A Brief Course in Banking Theory, IIIb: Central Banks

At its most basic, a central bank does only two things.  One, it rediscounts bills of exchange originally discounted by its member commercial banks.  Two, it purchases mortgages and bills of exchange issued by non-member banks, businesses, and individuals on the “open market.”

By rediscounting bills of exchange of member banks, the central bank ensures that its member banks always have enough credit for their customers.  By engaging in open market operations, the central bank ensures that there is always enough money in the economy to carry out transactions.

We’ll look at open market operations first because it’s easy to understand.  If there is not enough money in the economy (as, for example, happened during the “money famine” following the Panic of 1893), the central bank goes to the financial markets and creates money to purchase existing qualified securities.  If there is too much money in the economy, the central bank sells qualified securities out of its inventory.

That’s it.  Central banks were never supposed to deal in government securities, because government securities are not asset-backed.  Government securities are only backed by the ability of the government to collect taxes in the future.  Those securities become worthless if people lose confidence in the government.

In a “pure” system, rediscounting is only available to a central bank’s member banks.  When a commercial bank accepts a bill of exchange and issues a promissory note, it accepts the bill at a discount off the face amount of the bill.

You’ll often find the discount rate referred to as an interest rate, but that is not correct.  A discount rate and an interest rate are two different things.

A discount reflects the present value of the future payment made when the bill is redeemed out of future savings.  Interest is a share of the profits due to a lender of past savings.

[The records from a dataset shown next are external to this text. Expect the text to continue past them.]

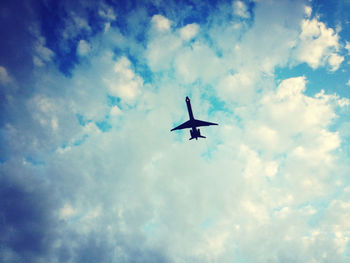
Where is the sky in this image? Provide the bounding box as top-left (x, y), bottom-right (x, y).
top-left (0, 0), bottom-right (350, 263)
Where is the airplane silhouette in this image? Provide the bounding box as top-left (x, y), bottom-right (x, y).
top-left (170, 97), bottom-right (218, 140)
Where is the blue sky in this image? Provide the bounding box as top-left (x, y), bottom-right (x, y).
top-left (0, 0), bottom-right (350, 263)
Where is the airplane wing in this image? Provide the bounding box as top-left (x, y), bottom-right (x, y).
top-left (193, 120), bottom-right (218, 127)
top-left (171, 120), bottom-right (192, 131)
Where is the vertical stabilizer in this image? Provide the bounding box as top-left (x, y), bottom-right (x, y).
top-left (186, 97), bottom-right (194, 120)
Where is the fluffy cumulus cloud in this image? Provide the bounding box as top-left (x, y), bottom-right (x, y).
top-left (296, 14), bottom-right (344, 71)
top-left (0, 1), bottom-right (350, 263)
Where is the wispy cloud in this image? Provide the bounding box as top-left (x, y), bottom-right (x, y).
top-left (0, 1), bottom-right (350, 262)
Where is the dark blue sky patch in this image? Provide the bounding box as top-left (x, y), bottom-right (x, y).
top-left (0, 174), bottom-right (55, 262)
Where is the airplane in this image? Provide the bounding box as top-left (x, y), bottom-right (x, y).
top-left (170, 97), bottom-right (218, 140)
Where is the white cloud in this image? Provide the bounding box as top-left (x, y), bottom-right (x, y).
top-left (232, 0), bottom-right (250, 18)
top-left (328, 53), bottom-right (344, 71)
top-left (345, 41), bottom-right (350, 55)
top-left (98, 4), bottom-right (117, 21)
top-left (180, 23), bottom-right (199, 41)
top-left (296, 18), bottom-right (343, 71)
top-left (105, 57), bottom-right (143, 103)
top-left (110, 105), bottom-right (122, 116)
top-left (0, 1), bottom-right (350, 263)
top-left (77, 39), bottom-right (91, 56)
top-left (0, 66), bottom-right (12, 85)
top-left (305, 6), bottom-right (312, 17)
top-left (151, 15), bottom-right (171, 31)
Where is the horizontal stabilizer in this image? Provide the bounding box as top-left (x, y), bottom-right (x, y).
top-left (171, 119), bottom-right (218, 131)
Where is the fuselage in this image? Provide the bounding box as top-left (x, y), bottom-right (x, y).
top-left (186, 97), bottom-right (205, 140)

So, a commercial bank accepts a bill offered by a borrower, and issues a promissory note to “purchase” the bill, and creates a demand deposit (checking account) for the borrower.  The borrower agrees to pay back the face amount of the bill, although he only gets the discounted amount in his new checking account.  The difference represents the bank’s fee for the service it provides.

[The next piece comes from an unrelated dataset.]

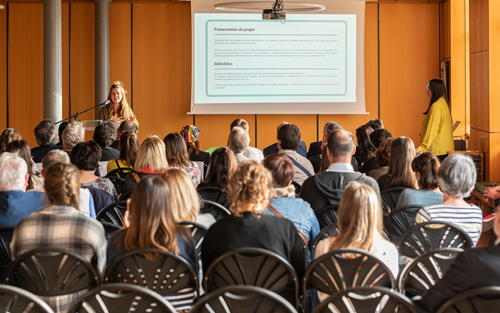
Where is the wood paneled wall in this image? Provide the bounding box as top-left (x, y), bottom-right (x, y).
top-left (0, 1), bottom-right (440, 153)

The commercial bank can stop there, of course.  It has just created money.  The problem is that the borrower might write checks to people who don’t have an account at that bank, and don’t want a check drawn on that bank.  They want cash, specifically, whatever reserve currency the bank uses.

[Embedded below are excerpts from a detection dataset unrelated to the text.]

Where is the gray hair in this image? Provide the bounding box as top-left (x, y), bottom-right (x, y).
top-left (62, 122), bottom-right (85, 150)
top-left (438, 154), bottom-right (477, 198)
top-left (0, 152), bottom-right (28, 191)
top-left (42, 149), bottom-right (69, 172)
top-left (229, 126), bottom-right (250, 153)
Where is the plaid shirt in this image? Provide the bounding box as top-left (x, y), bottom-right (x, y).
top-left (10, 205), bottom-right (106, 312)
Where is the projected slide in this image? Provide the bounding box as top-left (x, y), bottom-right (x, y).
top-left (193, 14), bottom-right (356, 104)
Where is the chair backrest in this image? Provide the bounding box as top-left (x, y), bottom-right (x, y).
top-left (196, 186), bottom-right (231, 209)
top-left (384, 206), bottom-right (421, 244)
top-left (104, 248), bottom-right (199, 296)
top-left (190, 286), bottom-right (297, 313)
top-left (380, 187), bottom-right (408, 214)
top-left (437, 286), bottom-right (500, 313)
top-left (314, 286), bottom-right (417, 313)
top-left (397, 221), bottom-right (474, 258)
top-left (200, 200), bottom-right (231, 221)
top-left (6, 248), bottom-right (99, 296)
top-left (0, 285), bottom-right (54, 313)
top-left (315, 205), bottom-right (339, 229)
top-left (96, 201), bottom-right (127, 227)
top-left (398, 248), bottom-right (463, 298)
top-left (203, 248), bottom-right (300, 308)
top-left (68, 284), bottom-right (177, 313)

If the commercial bank has enough cash in reserves, fine.  It pays out the cash to the people presenting the checks for payment.  No problem.

If the commercial bank does not have enough cash in reserves, there is still no problem — if the commercial bank is a member of a central bank.  In that case, the commercial bank takes some of the bills it has discounted, and offers them to the central bank.

Assuming that the central bank accepts the bills offered by a member commercial bank (and that’s a pretty safe assumption, or there would be no benefit to belonging to a central bank), the central bank issues its own promissory note to the commercial bank, making the commercial bank a borrower from the central bank.

The central bank uses the new promissory note to back either a new demand deposit that the commercial bank can draw checks on to pay out to people presenting checks drawn on the commercial bank, or the central bank can print new legal tender reserve currency for the commercial bank to pay out the same way — whichever the people presenting checks for payment prefer.

When the original borrower repays his loan and redeems his bill, the commercial bank takes the cash, and uses it to repay the loan the commercial bank got from the central bank and buy back the original bill of exchange.  The commercial bank then takes the bill of exchange it bought back from the central bank, and hands it back to the original borrower, who cancels it.  Both the commercial bank and the central bank cancel the promissory notes they issued.

As you can see, in pure theory, it’s possible always to have exactly the right amount of money in the economy if you use the commercial and central banking system properly.  If, however, the government starts selling its bonds to the commercial banks or the central bank, then a wild card is inserted into the game, and the system eventually falls apart.